Karamzin’s oft-quoted letter to Lavater, in which the young Russian asks the Swiss philosopher, “How is our soul linked to our body, when the former is of an entirely different substance from the latter,” exemplifies the importance of this problem for his time and highlights Russian Sentimentalism’s deep involvement with this dilemma. Russian Sentimentalist writers, as my analysis will show, strive to assign a particular organic seat to human emotions, especially love. In some cases such localization echoes debates in contemporary philosophy and physiology on the location of the soul (as is the case of some episodes in Karamzin’s Letters of a Russian Traveler); in others, it simply reflects the authors’ adherence to the fashionable vocabulary of neurophysiology or, on the contrary, their loyalty to conventional love discourse. In some particularly interesting cases we observe a rather comical mixture of various scientific and poetic traditions. Sometimes the desired union of body and soul is attained even without using any particular scientific or philosophical concept: the desired effect is achieved through pure linguistic play, by blurring the discursive boundaries between the two realms and by adjusting the traditional imagery to the new sensibility.

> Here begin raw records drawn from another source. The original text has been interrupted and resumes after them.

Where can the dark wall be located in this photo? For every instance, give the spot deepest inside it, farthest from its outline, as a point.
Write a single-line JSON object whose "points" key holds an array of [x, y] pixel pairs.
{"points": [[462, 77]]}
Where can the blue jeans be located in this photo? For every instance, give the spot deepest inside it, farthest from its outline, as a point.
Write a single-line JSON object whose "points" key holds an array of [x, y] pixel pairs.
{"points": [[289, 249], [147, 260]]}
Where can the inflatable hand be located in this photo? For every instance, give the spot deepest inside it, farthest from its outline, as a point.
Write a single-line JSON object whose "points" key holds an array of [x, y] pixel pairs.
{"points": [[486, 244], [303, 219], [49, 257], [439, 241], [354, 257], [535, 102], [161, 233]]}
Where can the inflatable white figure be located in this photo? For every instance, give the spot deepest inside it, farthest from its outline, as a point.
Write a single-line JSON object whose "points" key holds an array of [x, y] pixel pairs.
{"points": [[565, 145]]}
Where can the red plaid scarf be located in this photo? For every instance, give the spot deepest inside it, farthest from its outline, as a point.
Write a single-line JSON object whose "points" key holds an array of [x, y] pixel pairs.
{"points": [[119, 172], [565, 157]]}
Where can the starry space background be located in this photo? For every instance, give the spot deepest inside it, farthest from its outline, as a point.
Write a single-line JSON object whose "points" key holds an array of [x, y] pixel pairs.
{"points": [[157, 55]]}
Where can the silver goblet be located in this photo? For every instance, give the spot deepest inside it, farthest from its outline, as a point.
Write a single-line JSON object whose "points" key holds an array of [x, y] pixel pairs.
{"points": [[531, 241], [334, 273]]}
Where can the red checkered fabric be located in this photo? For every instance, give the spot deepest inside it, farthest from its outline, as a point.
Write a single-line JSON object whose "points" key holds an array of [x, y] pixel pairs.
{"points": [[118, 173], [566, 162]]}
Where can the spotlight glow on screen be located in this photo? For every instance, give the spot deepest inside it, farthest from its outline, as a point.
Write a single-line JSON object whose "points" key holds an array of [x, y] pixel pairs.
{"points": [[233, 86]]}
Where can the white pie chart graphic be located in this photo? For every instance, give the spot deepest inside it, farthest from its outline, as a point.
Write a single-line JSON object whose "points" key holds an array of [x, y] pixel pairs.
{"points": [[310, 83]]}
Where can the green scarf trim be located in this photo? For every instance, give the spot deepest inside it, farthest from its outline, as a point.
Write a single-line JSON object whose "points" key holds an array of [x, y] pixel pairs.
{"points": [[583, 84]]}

My paper will combine a close analysis of the descriptions of emotions found in both the major works of Russian Sentimentalism and in the numerous poems and prose narratives published in the Sentimentalist journals of the 1790s and 1800s with a discussion of the scientific and philosophical context surrounding the discourse of sensibility (e.g., the Haller-Whytt dispute in contemporary physiology). This approach not only reconstructs the Sentimentalist anatomy and physiology of emotions but also offers a revision of the traditional understanding of Sentimentalism as a movement that promotes a highly spiritualized vision of human nature anticipating Romantic dualism.